In effetti, Giovanni Di Iacovo abbina alle recensioni degli album – suddivise secondo il periodo in cui sono stati concepiti – una vasta bibliografia che definisce come ‘letteratura notturna’. Pertanto, egli suggerisce la nota suddivisione fra la letteratura gotica inglese e americana – che ha influenzato notevolmente la musica goth − e la letteratura distopica portata in auge da autori come George Orwell e Aldous Huxley, che qui è associata alla musica industrial.

Di conseguenza, sono elencati romanzi come Frankenstein di Mary Shelley, Dracula di Bram Stoker, Carmilla di Sheridan Le Fanu, Lo strano caso del dottor Jekyll e del signor Hyde di Robert Louis Stevenson, Il ritratto di Dorian Grey di Oscar Wilde, Il fantasma dell’Opera di Gaston Leroux, i noti miti di Cthulhu del già citato Lovecraft – che hanno portato i Metallica a scrivere una canzone −, e la più recente saga Il Ciclo di Sookie Stackhouse scritta da Charlaine Harris – da cui è stata tratta la famosa serie televisiva statunitense True Blood, creata da Alan Ball −, il ciclo di romanzi The Vampire Chronicles – da cui è stato tratto il famoso film Intervista col vampiro − e i romanzi dell’italiana Barbara Baraldi come Lullaby, Scarlett e Striges.

La letteratura gotica è talmente vasta che un solo articolo non basterebbe, ma anche quella distopica e cyberpunk non è da meno. Infatti, nel libro di Di Iacovo sono ricordati romanzi come: La notte che bruciammo Chrome, Monna Lisa cyberpunk e Neuromante di William Gibson, Un oscuro scrutare di Philip K. Dick e Cyberpunk di Bruce Bethke, che è il capostipite della definizione ‘cyberpunk’. Se i romanzi di genere gotico hanno influenzato il vasto filone della musica goth, il genere distopico ha invece ispirato gruppi come gli Iron Maiden, ma anche i Minstry, i Throbbing Gristle e tutti gli altri che sono stati citati finora.

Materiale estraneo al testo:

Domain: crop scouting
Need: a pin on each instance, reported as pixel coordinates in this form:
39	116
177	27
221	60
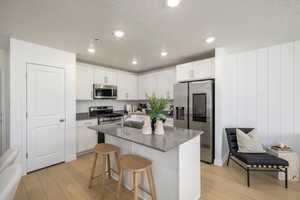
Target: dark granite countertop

Di questo e molto altro parla Giovanni Di Iacovo in Noi siamo la notte. Si tratta, infatti, di un viaggio alla scoperta dei generi ancora oggi diffusi non solo tra milioni di ragazzi, ma anche fra quegli adulti che hanno vissuto i diversi cambiamenti socioculturali. Il libro è quindi dedicato a tutti quelli che apprezzano la cultura goth e industrial, e a chi si avvicina per la prima volta a questo mondo fatto di “suoni costruiti da strumenti veri vs tappeti sonori artificiali, lente danze fascinose vs vorticosi cyberacrobati, non morti vs post-umani, pizzi neri vs tute fluo, tulle vs latex, occhi truccati vs maschere antigas, lenti a contatto bianche vs occhiali da saldatore, Nosferatu vs Matrix”. E come dice anche l’autore, alla fine del volume: «Lunga vita al rock’n’roll».